Why does this happen?
It happens when there's too rich of an air/fuel mixture. You usually see it happen during hard acceleration, when the engine is trying to produce more power so it can speed up.
What is the process that produces these huge clouds of black smoke? I understand that the huge cloud of black smoke is unburnt fuel, so is this related to worn injectors?
It's usually not worn injectors which causes this. There are two main reasons:
- Too much fuel - This can be caused from someone monkeying with the tune to allow more fuel to enter during the combustion process. It's not usually caused by an issue with the injectors because most injectors are either electro-mechanical or purely mechanical ... they inject only so much fuel. They don't stick open, but rather won't inject enough fuel when there's an issue.
- Not enough air - If there's any problem with the intake system, such as the owner hasn't done maintenance on the air cleaner, or if the turbo charger isn't working well enough (for whatever reason).
Is the cause lack of maintenance? Or just using worn equipment as long as possible?
Does a diesel particulate filter filter too these huge clouds of black some away, or is the DPF there only for the smallest particles?

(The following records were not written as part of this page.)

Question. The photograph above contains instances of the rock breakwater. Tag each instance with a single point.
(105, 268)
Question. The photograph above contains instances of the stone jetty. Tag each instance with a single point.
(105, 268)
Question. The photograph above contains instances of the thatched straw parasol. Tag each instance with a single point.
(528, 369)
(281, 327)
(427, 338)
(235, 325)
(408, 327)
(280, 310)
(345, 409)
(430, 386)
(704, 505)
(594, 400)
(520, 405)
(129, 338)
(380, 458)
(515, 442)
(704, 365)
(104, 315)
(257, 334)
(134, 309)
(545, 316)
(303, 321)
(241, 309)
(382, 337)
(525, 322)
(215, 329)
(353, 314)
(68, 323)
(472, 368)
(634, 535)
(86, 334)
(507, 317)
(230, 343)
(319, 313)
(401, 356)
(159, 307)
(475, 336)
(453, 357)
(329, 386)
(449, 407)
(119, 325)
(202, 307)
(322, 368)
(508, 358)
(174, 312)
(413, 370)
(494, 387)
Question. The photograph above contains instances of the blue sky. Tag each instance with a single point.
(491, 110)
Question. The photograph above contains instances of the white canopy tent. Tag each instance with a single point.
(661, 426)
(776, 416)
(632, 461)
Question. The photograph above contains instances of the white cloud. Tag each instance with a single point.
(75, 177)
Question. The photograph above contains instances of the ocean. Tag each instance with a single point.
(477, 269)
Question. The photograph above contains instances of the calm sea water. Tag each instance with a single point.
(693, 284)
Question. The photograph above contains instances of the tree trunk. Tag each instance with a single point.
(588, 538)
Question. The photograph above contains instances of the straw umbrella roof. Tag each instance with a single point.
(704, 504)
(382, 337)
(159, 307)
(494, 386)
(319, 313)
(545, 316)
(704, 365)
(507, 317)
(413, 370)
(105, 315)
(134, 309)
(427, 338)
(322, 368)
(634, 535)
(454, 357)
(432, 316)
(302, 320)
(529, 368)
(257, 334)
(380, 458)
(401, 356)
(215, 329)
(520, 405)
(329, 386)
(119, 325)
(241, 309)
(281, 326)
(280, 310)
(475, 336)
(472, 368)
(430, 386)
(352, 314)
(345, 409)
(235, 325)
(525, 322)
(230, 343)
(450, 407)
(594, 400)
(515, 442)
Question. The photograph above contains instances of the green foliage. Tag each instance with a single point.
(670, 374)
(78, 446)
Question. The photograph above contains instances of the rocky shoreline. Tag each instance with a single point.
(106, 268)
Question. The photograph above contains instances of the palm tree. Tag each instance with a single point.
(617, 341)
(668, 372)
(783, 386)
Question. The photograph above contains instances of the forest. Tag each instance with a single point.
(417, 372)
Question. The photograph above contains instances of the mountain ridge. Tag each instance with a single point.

As far as the DPF goes, it depends on what the filter is designed to do. As per this article on Wiki - Diesel Particulate Filter on Wikipedia.:
Unlike a catalytic converter which is a flow-through device, a DPF retains bigger exhaust gas particles by forcing the gas to flow through the filter; however, the DPF does not retain small particles and maintenance-free DPFs break larger particles into smaller ones. There are a variety of diesel particulate filter technologies on the market. Each is designed around similar requirements:
- Fine filtration
- Minimum pressure drop
- Low cost
- Mass production suitability
- Product durability
It really depends is the answer to this one.